PUI2016 Extra Credit Project

Time Series Analysis of Beijing Air Pollution
<Chunqing Xu, cx495, cx495>
Abstract:
This project is designed to find the main factors causing air pollution in Beijing. Time series analysis is applied to the dataset about PM2.5 of Beijing and other main cities of China. With related time series plots and event detection, we can tell that factory emissions, vehicle emissions and coal burning are three main factors of air pollution in Beijing.
Introduction:
The question to be answered is what are main factors of air pollution in Beijing. Air pollution is a severe problem in Beijing and China now, it is always vital since the air quality is strongly related to the health of residents. The government has made several policies trying to reduce the air pollution, the air pollution is reduced but far from being solved.
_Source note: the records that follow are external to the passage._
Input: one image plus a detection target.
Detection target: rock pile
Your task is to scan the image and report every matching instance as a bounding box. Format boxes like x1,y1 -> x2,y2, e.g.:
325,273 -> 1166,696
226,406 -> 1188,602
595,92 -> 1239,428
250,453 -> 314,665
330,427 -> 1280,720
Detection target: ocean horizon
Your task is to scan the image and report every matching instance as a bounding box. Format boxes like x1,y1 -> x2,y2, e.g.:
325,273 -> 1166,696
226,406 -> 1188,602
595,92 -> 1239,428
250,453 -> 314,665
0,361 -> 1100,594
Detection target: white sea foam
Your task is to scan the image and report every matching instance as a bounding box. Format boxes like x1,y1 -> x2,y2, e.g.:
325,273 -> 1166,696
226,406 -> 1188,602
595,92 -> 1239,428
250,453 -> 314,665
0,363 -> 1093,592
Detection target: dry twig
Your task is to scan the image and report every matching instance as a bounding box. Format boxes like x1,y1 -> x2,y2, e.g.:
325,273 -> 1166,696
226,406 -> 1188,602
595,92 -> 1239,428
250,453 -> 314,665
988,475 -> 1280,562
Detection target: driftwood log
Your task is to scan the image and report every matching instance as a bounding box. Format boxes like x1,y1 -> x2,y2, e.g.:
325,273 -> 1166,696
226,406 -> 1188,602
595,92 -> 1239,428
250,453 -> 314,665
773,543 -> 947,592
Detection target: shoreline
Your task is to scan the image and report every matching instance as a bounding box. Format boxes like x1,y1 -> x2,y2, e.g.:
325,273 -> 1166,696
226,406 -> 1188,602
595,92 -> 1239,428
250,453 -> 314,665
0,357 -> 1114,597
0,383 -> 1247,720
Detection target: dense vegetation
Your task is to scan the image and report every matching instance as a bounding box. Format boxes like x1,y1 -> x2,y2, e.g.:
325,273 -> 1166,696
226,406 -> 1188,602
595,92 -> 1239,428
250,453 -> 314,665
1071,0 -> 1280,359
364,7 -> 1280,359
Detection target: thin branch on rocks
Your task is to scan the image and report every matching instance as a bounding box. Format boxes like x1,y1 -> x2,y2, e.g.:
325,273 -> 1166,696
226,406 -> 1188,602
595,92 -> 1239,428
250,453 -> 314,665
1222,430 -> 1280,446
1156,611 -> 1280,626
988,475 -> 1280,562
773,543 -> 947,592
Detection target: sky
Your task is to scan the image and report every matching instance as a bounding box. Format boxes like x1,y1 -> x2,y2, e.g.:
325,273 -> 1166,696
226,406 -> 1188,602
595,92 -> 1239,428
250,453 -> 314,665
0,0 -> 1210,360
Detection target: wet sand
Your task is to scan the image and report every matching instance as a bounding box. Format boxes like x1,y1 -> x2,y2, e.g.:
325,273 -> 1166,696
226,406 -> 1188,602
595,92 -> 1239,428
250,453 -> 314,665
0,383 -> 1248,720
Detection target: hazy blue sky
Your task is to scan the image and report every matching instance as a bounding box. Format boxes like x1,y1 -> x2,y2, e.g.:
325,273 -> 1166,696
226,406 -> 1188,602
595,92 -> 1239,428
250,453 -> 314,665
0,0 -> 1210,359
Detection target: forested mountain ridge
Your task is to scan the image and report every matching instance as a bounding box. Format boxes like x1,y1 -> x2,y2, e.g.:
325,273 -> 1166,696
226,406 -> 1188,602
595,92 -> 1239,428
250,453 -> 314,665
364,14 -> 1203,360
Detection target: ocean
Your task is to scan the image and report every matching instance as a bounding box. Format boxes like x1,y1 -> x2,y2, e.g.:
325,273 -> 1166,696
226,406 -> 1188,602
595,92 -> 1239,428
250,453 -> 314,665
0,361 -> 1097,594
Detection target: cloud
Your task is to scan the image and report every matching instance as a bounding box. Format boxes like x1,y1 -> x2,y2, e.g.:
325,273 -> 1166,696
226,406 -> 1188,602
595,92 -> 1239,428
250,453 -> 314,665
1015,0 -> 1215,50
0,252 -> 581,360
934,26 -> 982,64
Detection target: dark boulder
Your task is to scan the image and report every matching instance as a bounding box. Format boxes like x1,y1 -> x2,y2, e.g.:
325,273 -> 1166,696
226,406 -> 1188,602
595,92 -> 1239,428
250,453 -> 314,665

Finding the main factors of air pollution may not only reveal why it is so hard to be eliminated but also help the government to make real effective policies.
Data:
The datasets used for this projects are hourly PM2.5 value of Beijing and some other main cities of China. They are provided by U.S. Department of State Air Quality Monitoring Program, which can be accessed at the official website: http://www.stateair.net/web/historical/1/1.html  But there are some errors in these datasets, some PM2.5 values are negative. Since PM2.5 is correctly defined as particulate matter with a mean aerodynamic diameter of 2.5 μm, so the negative PM2.5 values are wrong ones. Although this dataset contains only the information of PM2.5, analysis about air pollution would be persuasive if more information is contained for that PM2.5 is only one of the pollution particles. Negative values of PM2.5 Value are dropped and only the column of ‘Time’ and ‘PM2.5 Value’ are kept. Also, the values in ‘Time’ column are transferred into formal datetime data by using the function.